L’Allemagne est aujourd’hui l’État membre de l’Union européenne accueillant le plus grand nombre de bénéficiaires de la protection temporaire, mais aussi de demandeurs d’asile. Malgré la mise en place de nombreuses facilités pour les réfugiés d’Ukraine, ceux-ci peinent à entrer sur le marché du travail et à s’intégrer.

 

D’après les données de l’agence statistique européenne Eurostat, fin janvier 2024, l’Allemagne était l’État accueillant le plus grand nombre de bénéficiaires de la protection temporaire (1 270 150 réfugiés d’Ukraine ; soit 29,5% du total de l’Union européenne), devant la Pologne (951 560; 22,1%) et la République tchèque (381 190; 8,9%), et loin devant la France (64 725) – qui ne comptabilise cependant que les adultes titulaires d’une autorisation provisoire de séjour. Par rapport à fin décembre 2023, la plus forte augmentation absolue du nombre de bénéficiaires a été observée en Allemagne (+18 905 ; +1,5%).
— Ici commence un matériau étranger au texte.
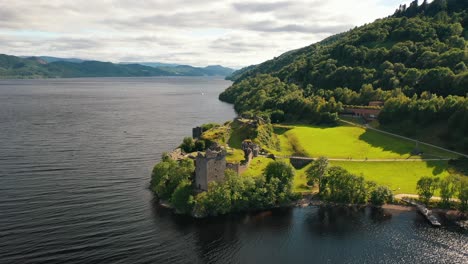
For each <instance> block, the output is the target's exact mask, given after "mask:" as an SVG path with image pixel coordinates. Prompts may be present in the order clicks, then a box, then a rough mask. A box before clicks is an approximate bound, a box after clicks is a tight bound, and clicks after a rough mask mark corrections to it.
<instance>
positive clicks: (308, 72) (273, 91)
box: [220, 0, 468, 150]
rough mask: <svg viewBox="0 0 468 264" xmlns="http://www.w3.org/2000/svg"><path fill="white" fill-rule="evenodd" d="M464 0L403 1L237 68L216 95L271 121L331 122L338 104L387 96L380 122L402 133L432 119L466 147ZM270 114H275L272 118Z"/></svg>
mask: <svg viewBox="0 0 468 264" xmlns="http://www.w3.org/2000/svg"><path fill="white" fill-rule="evenodd" d="M467 39H468V1H459V0H434V1H433V2H431V3H430V4H429V3H427V1H424V2H423V3H418V1H414V2H412V3H411V4H410V5H409V6H405V5H403V6H400V7H399V8H398V9H397V11H396V12H395V14H393V15H392V16H389V17H387V18H383V19H379V20H376V21H375V22H373V23H371V24H367V25H364V26H361V27H358V28H355V29H352V30H350V31H348V32H345V33H342V34H338V35H335V36H333V37H330V38H328V39H325V40H324V41H322V42H319V43H316V44H313V45H311V46H308V47H305V48H302V49H299V50H294V51H290V52H287V53H285V54H283V55H281V56H279V57H277V58H275V59H272V60H270V61H267V62H264V63H262V64H260V65H257V66H251V67H249V68H246V69H242V70H241V71H238V72H235V73H234V74H233V75H232V76H231V78H232V79H233V80H234V81H235V83H234V84H233V85H232V86H231V87H230V88H228V89H227V90H226V91H225V92H223V93H222V94H221V95H220V99H221V100H224V101H226V102H230V103H234V105H235V108H236V110H237V111H239V112H244V111H259V112H264V113H269V114H270V115H272V120H273V121H282V120H285V121H299V120H301V121H308V122H312V123H320V122H333V120H334V119H336V113H338V112H340V111H341V110H342V108H343V105H367V104H368V102H369V101H372V100H382V101H385V106H384V108H383V110H382V113H381V115H380V116H379V121H380V123H381V124H382V125H383V126H387V127H388V128H393V129H395V128H404V129H405V131H402V132H403V133H404V134H411V133H412V134H414V135H417V132H415V131H421V130H425V129H427V128H428V127H431V128H432V127H434V126H437V131H436V132H434V131H433V132H432V133H433V134H434V133H437V138H438V140H440V141H443V142H445V143H446V144H447V145H448V146H450V147H452V148H457V149H461V148H464V149H465V150H468V101H467V99H466V95H467V93H468V68H467V65H468V49H467ZM273 117H274V118H273Z"/></svg>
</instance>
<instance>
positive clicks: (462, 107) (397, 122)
mask: <svg viewBox="0 0 468 264" xmlns="http://www.w3.org/2000/svg"><path fill="white" fill-rule="evenodd" d="M379 121H380V123H381V124H382V125H395V124H396V125H398V126H399V127H400V129H402V132H406V133H410V132H409V131H405V130H406V129H413V130H416V129H421V128H422V129H424V127H428V126H430V125H431V124H444V129H443V130H442V131H440V133H441V134H439V135H438V136H439V138H440V139H442V140H444V141H445V142H450V144H451V147H452V148H458V149H463V150H468V100H467V98H466V97H462V96H451V95H449V96H447V97H445V98H444V97H441V96H437V95H435V94H430V93H427V92H424V93H422V94H421V95H420V96H417V95H414V96H412V97H407V96H405V95H399V96H398V97H394V98H390V99H388V100H387V101H386V102H385V105H384V108H383V110H382V112H381V113H380V115H379ZM405 127H406V128H405ZM434 132H435V131H434Z"/></svg>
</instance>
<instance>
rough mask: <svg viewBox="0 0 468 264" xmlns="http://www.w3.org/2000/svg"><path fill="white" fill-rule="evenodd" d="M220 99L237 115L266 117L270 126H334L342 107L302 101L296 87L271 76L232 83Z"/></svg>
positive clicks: (318, 98) (305, 101) (320, 97)
mask: <svg viewBox="0 0 468 264" xmlns="http://www.w3.org/2000/svg"><path fill="white" fill-rule="evenodd" d="M219 98H220V99H221V100H223V101H225V102H229V103H232V104H234V108H235V110H236V111H237V112H238V113H244V112H255V113H266V114H267V115H268V117H269V118H270V119H271V121H272V122H283V121H298V120H301V121H307V122H311V123H335V122H336V121H337V119H338V115H337V113H338V112H340V111H341V110H342V109H343V105H342V104H341V103H337V102H335V101H334V100H333V99H331V100H325V98H323V97H322V96H319V95H311V96H309V97H304V95H303V91H302V90H301V89H299V87H298V86H297V85H295V84H286V83H284V82H281V81H280V80H279V79H278V78H276V77H272V76H270V75H259V76H257V77H256V78H250V79H246V80H243V81H240V82H238V83H235V84H234V85H232V86H231V87H229V88H228V89H226V90H225V91H224V92H223V93H221V94H220V96H219Z"/></svg>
A cela s’ajoute un grand nombre de demandeurs d’asile : sur l’année 2023, 329 035 premières demandes d’asile ont été enregistrées dans ce pays, loin devant les autres Etats membres de l’UE (l’Espagne, en deuxième position, en a comptabilité 160 460). Le nombre de demandes a même poussé le chancelier, Olaf Scholz, à rétablir des contrôles aux frontières de l’Est en automne 2023. Ceux-ci perdureront au moins jusqu’au championnat d’Europe de football organisé en Allemagne de mi-juin à mi-juillet 2024.

Il convient donc de se demander comment l’Allemagne gère l’accueil et l’intégration des réfugiés d’Ukraine dans ce contexte.

La réponse à cette question n’est pas tranchée. En effet, d’après une étude fédérale, 44% des bénéficiaires de la protection temporaire espèrent rester de manière permanente en Allemagne, ce qui démontre un bien-être dans le pays. Cependant, de grandes difficultés d’entrée dans le marché du travail (permis par la directive relative à la protection temporaire) ont été recensées. Selon plusieurs études sur l’emploi, seuls 20% des réfugiés d’Ukraine y auraient trouvé un emploi, un nombre bien plus bas que dans d’autres pays comme le Danemark (presque 75%), la Pologne ou la République tchèque (60% dans chacun de ces deux pays).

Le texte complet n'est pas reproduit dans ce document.